But how does a hydraulic cylinder actually work? To start from scratch, a hydraulic cylinder forms its force from pressurized fluid. The most commonly used fluid is mineral oil. To learn how hydraulics work, read this blog post from us. The operation of hydraulic cylinder is based on Pascal’s principle.

According to Pascal’s principle, the pressure is equal to the force divided by the area on which it acts. A pressure used on a piston produces an equal increase in pressure on the second piston in the system. If the area is 10 times the first area, the force on the second piston is 10 times greater, even the pressure is the same throughout the cylinder. The hydraulic press creates this effect, based on Pascal’s principle. Pascal also discovered that the pressure at a point in a fluid at rest is the same in all directions; the pressure would be the same on all planes passing through a specific point.

Let’s explain in a more simple way. In the example below, a small force F1 applied to a small piston of area A1 causes an increase in the pressure in the fluid. According to Pascal’s principle, this increase is transmitted to a larger piston of area A2 by exerting a force F2 on this piston.

The pressure is the applied force over a surface as; P=F/A >> F is the used force and A is the surface area.

There are two pistons on either side of the container, and the container is filled with incompressible fluid like oil. The pressure applied will be transferred equally and undiminished to all parts of the system.

Because of the facts explained above, we can conclude that the power density in the hydraulic cylinder is big; a great force can be created even with a small cylinder. The seals keep the fluid where it needs to be; inside the hydraulic cylinder. The piston seal keeps the pressurized fluid in A and B chambers. In a double-acting cylinder, the A chamber is the one that creates the pushing force and the B chamber creates the pulling. In a single-acting cylinder, typically, there is only a rod seal because the other chamber does not exist. We will tell you more about double-acting and single-acting cylinder in our upcoming blogs.

Example of a cylinder’s structure: light green illustrates the hydraulic fluid in chamber A, yellow illustrates the piston, chamber B is on the right from the piston, blue is the rod. Cylinder bottom is on the left and rod eye on the right.

(Illustrated) cylinder is attached to its application with a cylinder bottom and a rod eye. The movement is created between these two points. The pressurized oil moves the piston which then moves the rod. The counter movement is created when oil is driven to the other chamber and the piston moves back, pulling the rod.

Two or more hydraulic cylinders can also be made to work together.

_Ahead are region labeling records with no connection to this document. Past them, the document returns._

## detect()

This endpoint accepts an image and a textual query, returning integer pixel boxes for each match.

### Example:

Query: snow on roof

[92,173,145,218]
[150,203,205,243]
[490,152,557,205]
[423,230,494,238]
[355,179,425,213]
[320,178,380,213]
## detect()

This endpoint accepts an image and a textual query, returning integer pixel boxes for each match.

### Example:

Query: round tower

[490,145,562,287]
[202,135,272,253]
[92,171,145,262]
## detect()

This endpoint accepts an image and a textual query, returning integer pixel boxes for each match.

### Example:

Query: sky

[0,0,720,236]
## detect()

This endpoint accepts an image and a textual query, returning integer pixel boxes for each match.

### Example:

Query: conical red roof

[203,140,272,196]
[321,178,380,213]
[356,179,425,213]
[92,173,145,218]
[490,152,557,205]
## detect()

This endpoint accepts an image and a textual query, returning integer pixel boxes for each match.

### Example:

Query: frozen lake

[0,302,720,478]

As an example: two steering cylinders in certain applications. These cylinders work together in a way that as one pushes forward, the other pulls back and the fluid flows from the pushing cylinder’s A chamber to the pulling cylinder’s B chamber. Other example: in certain extension cylinders the fluid flows through one cylinder to another in a way that the cylinder that needs the smallest amount of pressure moves first, as P=F/A.

Why to choose a hydraulic cylinder? It is quite simple actually; as mentioned above, a really small hydraulic cylinder can create a great amount of force, when compared to electrical components; the difference is great. If electrics would have been chosen, it would have required an extremely large electric motor to create the same amount of force compared to hydraulics.